Catherine: The Great Journey, Russia, 1743 is a good book to use with elementary readers (it’s listed as a 3rd-7th grade book, but I can’t see any reason why younger kids couldn’t read it–it’s quite easy and the subject matter is glossed) as a reference for what was going on in Russia between Peter the Great and Catherine the Great. This fictionalized account tells how young Catherine came to Russia as a 14 year old and her harrowing journey to becoming Empress. If you’ve studied this time period as an adult you might be wondering how on earth you could present this stuff to a child, but the book does a good job of letting the reader know that Catherine’s husband was deranged and weird without making it too terribly disturbing.
Colonial Living is a rather massive but excellently illustrated and deeply detailed resource on day-to-day life in the American colonies from the earliest European settlements to the eve of the Revolutionary War. The book was assigned as a read-aloud for Tapestry, and reading a little bit every day made it more manageable, but it still took us a couple of months of school days to read it all. The text is quite detailed but not dry, and the beautiful line drawings illustrating throughout are worth looking at even if your kids are too young to get into the text. Even as an adult I learned quite a bit from this book, and would highly recommend it.
We read Calico Captive out loud as a family a couple of years ago, but Hannah read it again to herself a couple of times and when my aunt expressed an interest in going on our Starbucks book club during her visit, Hannah thought this book would be a good one to discuss. Fortunately it fits right in with what we’re studying in school, and dovetails nicely with The Arrow Over the Door described above.

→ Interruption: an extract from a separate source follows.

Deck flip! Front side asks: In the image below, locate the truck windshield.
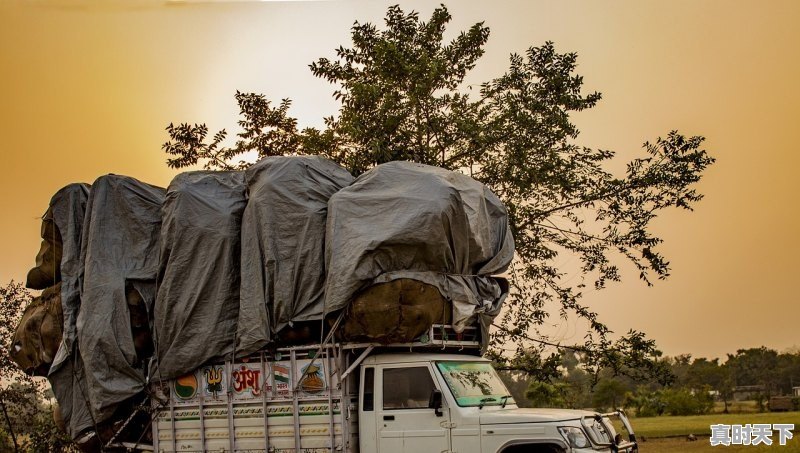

In Calico Captive an American family from frontier New Hampshire is captured by Abenaki raiders and sold to the French in Montreal. The details of their harrowing journey and struggle to be ransomed are interesting, especially set in the context of the main character, a young girl who is learning to grow up. The book has a nice mix of adventure, frontier living, fashions, and quests to keep the reader or listener enthralled. I enjoyed reading it a second time.
What have you been reading with or to your kids this month?